Pages

Wednesday, April 9, 2008

THIS IS WHERE WE LIVE NOW

It was just what happened. No washing machine. No overhead lights. And it’s either that the carpet’s too thick or the door’s too low because no one’s bedroom door will close without backbreaking effort. After seeing houses in suspicious craters, houses with burnt walls, houses with cat piss curtains, this place is heaven. I put my arms around my potential housemates—and this is something I never do—because I want to tell them that we have to take this place. My embrace is just four fingers on each housemate’s shoulder, and my enthusiasm is just as tentative. We have no idea what a good house looks like. We are from the country.

We have been to Brisbane for school trips, for drama camps, for day trips. We have seen our share of student housing—friends and friends of friends—but only in passing. Always old Queenslanders, or so it seemed: those high ceilings and cornices and all that antique gnarled iron.

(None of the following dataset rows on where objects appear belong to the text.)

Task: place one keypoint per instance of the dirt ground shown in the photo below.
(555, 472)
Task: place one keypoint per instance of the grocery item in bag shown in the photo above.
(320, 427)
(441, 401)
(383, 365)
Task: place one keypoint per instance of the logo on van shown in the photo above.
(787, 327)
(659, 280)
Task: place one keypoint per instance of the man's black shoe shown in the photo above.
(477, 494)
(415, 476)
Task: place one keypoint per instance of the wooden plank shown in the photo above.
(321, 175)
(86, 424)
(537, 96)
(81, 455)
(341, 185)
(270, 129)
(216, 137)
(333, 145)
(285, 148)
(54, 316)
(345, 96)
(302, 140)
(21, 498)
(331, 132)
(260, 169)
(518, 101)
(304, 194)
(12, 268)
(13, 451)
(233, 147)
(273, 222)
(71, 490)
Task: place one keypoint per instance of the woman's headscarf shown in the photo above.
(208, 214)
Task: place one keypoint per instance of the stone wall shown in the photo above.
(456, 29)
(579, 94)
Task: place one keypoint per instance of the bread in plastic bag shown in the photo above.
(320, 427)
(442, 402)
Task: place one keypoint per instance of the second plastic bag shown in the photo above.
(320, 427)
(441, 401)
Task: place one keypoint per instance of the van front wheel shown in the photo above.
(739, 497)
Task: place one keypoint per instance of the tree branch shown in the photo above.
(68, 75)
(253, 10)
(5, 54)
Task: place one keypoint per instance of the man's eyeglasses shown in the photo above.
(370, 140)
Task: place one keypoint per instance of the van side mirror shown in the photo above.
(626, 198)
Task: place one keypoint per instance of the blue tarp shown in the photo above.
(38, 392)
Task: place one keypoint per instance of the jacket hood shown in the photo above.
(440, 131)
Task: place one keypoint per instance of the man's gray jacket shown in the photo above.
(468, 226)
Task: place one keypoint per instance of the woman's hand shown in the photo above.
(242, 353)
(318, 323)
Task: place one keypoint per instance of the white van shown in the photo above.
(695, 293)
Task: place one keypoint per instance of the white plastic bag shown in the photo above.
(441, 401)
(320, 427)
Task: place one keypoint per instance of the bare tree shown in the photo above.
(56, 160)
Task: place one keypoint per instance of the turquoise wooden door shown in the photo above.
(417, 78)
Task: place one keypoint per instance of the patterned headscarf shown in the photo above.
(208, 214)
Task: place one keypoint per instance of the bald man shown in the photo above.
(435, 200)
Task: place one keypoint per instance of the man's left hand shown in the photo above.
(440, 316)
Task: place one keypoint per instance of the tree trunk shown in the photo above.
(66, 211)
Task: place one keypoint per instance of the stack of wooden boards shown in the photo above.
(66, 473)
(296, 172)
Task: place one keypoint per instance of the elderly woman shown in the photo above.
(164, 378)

Overgrown backyards where you threw the morning toast and never went out in. The houses we have seen are nothing like this. The house we decide upon, the house we’re standing in now, is like nothing before or after.

I wish I could say I remember the first night alone in a new city, or the first day that first piece of furniture hit the ground, but I can’t. Only those things that stick in your mind because they’re so banal. The fake-wood wallpaper. That smell in the kitchen. The loose bricks. The grease on the windows from all the buses idling outside. Those things, they seem to stick.